Silvia Federici’s Witches, Witch-Hunting, and Women is an important feminist intervention in the history of Western capitalism that exposes the continuum between historical and contemporary cultures of misogyny. The book is divided into two parts. Part one outlines the growing interest in re-examining European witch-hunting as the phenomenon ‘that paved the way for the modern capitalist world’ (p12). Part two applies the history of witch-hunting to present-day systemic violence against women. Federici explains how capitalism’s war against women began in the sixteenth century, the early Renaissance, with the enactment of enclosure laws that enabled the wholesale destruction of communal property relations. The witch hunts emerged as social elites – landowning gentry, the church, and upwardly mobile bourgeoisie – sought to disempower women and expropriate land by weaponizing Christian mythology to identify women as the potential embodiment of evil. Far from rational, science-lead development, Federici argues that the shift to modern capitalist society required new superstitions and new fears to be instilled in the populace. Accusations of witchcraft was a terror tactic designed to not only destroy women’s economic and sexual independence, but also their communal support networks and social contributions as healers, midwives, and merchants. Women, as a result, were victimised by systemic impoverishment and targeted for resisting the destruction of their communal-oriented being. The ramifications spanned economic and social spheres, rippling into the present. Interestingly, Federici even addresses the linguistic influence of the witch-hunts, including the effemininisation of ‘gossip’, a word that has evolved from its original meaning of female fellowship – to signify disparaging idle chatter.

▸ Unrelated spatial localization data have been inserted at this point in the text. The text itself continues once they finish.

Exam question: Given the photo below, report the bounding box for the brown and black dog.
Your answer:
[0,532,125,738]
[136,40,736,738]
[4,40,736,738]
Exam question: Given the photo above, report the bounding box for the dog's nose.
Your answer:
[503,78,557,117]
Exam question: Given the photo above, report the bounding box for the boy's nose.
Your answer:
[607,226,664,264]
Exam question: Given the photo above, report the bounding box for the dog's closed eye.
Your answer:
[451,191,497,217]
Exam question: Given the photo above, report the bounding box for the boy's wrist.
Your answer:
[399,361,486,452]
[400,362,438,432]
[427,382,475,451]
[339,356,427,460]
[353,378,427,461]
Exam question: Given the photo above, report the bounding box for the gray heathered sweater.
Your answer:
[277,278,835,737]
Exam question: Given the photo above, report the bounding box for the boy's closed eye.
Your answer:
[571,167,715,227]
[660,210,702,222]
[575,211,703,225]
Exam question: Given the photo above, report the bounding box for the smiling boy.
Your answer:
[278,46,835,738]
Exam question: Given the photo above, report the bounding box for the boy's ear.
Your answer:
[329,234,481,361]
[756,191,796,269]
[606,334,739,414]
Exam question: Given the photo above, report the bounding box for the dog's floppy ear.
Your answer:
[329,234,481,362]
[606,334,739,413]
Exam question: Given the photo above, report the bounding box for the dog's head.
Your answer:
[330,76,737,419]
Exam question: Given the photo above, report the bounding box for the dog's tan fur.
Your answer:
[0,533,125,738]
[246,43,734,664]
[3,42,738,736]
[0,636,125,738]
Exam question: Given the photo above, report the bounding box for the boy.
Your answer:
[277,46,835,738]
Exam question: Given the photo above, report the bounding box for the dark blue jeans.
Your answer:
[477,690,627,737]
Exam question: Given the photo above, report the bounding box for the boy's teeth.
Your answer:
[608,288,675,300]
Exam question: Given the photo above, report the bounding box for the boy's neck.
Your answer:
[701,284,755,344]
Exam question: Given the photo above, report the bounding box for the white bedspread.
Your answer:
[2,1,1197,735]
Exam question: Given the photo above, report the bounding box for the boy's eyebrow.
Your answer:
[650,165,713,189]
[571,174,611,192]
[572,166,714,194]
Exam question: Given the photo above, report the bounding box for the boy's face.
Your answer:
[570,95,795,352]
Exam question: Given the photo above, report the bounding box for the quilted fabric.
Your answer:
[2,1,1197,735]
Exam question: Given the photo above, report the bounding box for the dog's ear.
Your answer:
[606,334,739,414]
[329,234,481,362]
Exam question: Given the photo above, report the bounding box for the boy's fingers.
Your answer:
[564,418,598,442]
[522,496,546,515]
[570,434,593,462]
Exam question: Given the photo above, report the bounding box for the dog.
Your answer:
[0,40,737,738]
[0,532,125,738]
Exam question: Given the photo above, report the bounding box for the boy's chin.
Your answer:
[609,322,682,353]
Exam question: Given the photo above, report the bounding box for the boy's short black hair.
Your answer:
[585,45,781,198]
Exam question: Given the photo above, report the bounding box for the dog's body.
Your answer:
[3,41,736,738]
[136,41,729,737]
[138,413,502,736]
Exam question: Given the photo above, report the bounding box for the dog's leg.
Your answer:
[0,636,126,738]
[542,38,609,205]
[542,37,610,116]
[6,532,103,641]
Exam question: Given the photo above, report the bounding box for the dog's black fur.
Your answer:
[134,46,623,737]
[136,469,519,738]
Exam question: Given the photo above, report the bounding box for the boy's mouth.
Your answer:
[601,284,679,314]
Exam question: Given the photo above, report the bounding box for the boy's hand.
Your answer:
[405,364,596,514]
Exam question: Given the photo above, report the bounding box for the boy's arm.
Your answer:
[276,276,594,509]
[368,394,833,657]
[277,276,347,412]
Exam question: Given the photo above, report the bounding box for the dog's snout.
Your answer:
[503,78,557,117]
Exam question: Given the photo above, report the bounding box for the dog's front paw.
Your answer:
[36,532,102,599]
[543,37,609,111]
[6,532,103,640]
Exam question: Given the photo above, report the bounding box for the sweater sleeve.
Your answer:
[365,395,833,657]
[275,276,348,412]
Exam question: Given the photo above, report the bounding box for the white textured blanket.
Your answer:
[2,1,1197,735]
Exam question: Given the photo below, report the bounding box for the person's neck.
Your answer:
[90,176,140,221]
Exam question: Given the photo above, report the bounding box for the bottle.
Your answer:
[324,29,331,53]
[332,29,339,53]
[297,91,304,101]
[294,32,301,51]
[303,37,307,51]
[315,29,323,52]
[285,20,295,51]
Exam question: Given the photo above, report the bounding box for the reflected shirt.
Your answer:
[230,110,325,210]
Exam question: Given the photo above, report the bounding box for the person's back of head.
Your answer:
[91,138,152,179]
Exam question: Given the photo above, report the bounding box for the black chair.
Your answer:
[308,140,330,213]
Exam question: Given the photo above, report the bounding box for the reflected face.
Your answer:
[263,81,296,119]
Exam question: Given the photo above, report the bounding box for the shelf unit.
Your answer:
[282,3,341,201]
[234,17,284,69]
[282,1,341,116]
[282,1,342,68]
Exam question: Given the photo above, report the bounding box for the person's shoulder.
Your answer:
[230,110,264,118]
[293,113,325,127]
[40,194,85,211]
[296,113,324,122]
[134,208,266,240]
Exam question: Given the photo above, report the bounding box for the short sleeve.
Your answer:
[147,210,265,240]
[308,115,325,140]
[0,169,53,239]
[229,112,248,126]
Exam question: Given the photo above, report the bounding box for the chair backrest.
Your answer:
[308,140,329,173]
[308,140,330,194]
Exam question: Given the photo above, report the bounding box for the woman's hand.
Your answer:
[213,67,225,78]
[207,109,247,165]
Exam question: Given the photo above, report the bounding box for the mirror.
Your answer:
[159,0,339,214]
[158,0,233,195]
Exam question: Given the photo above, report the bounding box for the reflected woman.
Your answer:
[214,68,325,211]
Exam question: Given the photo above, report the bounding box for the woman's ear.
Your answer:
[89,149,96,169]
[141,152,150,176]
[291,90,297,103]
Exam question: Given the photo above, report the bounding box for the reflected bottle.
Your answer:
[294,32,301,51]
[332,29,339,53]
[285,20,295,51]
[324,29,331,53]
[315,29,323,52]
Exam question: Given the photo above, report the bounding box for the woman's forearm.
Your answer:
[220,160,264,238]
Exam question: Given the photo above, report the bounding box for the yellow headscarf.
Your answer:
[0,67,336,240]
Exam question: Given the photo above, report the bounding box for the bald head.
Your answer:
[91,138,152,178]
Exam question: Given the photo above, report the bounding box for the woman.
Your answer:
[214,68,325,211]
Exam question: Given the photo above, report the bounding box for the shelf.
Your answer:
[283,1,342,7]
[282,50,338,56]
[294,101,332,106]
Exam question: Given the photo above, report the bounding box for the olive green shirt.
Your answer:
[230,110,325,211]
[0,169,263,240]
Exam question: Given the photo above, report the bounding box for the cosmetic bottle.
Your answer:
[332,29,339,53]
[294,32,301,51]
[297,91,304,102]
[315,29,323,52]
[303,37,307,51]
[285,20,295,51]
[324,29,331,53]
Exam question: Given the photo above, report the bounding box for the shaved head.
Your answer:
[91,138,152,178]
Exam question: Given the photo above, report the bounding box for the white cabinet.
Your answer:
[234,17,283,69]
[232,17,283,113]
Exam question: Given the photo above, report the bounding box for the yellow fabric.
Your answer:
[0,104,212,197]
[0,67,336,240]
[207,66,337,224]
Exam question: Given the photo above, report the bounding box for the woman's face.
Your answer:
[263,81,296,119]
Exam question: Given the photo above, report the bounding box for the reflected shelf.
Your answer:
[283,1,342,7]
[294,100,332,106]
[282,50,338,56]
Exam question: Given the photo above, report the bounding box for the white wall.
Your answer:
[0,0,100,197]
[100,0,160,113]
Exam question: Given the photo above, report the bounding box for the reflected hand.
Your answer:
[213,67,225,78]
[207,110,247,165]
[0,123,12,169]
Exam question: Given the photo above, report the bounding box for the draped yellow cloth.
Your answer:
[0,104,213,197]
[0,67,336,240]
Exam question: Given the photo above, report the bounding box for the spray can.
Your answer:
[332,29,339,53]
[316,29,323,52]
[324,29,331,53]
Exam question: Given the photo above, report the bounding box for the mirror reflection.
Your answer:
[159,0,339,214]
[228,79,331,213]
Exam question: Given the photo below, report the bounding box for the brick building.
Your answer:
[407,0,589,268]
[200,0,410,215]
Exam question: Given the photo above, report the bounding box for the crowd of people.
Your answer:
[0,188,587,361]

In the second half of the book Federici reveals witch-hunting is not an isolated historical event: it constitutes a continuum into brutal new forms of violence against women spread by the growth of neoliberal globalisation. The worst atrocities are committed by contemporary patriarchies. They are tantamount to ‘feminicide’ and intensify at the cultural intersections of racism and capitalist economic restructuring. This manifests as disproportionately racialised murders of women in North America, a rise in ‘dowry murders’ in India, and the literal resurgence of witch-hunting among evangelists in multiple African nations. Federici’s argument is significant and far reaching, but in one instance it is diminished by her application of the label ‘Native American’ while referencing missing and murdered Indigenous women in Canada. This term is a colonial construct: the correct term, which should be adopted by scholars across Turtle Island, is ‘Indigenous’. Secondly, I would caution against assuming hypersexualised images of women are a source of violence against women, as women’s self-presentation as a sexual being is not the fundamental problem: the problem is rape-culture, and predatory masculine desire treating women’s bodies as a form of property. However, the strengths of this book far outweigh these criticisms. Not only does Federici detail women’s resistance to patriarchal oppression, she offers practical solutions to resolve the issues and hold governments, institutions, and movements accountable for the violence. For example, Federici questions why many feminists have not spoken out more loudly against contemporary witch-hunting practices in Africa. She blames a Western rational bias and a tendency towards political correctness that is loathe to portray non-White, non-Western cultures as irrational. As Federici demonstrates, irrationality has very little to do with the issue; the issue is expropriation masquerading as Christian righteousness. Federici’s work is uniquely constructive methodological critique of a truly radical cultural theorist.
By identifying the materialist roots of systemic gender crimes and injustices, Federici takes the long view of the feminist struggle and situates it outside of identity politics’ representational limitations. She recognises the intersecting injustices visited upon women by patriarchal societies intent on dispossessing women of their homes and community functions in the name of greed and insecurity. This was fostered in the past in the course of mercantile economies’ evolution into full blown capitalism during the early Renaissance and appears again as communities endure neoliberal economic restructuring programs. The social impoverishment of women is an ongoing battle. This book outlines not only the horrors of misogyny, but also present-day strategies of resistance. Most importantly, it offers solutions to contemporary cultural, social, and economic challenges women face at the intersections of capitalism, racism, and patriarchy.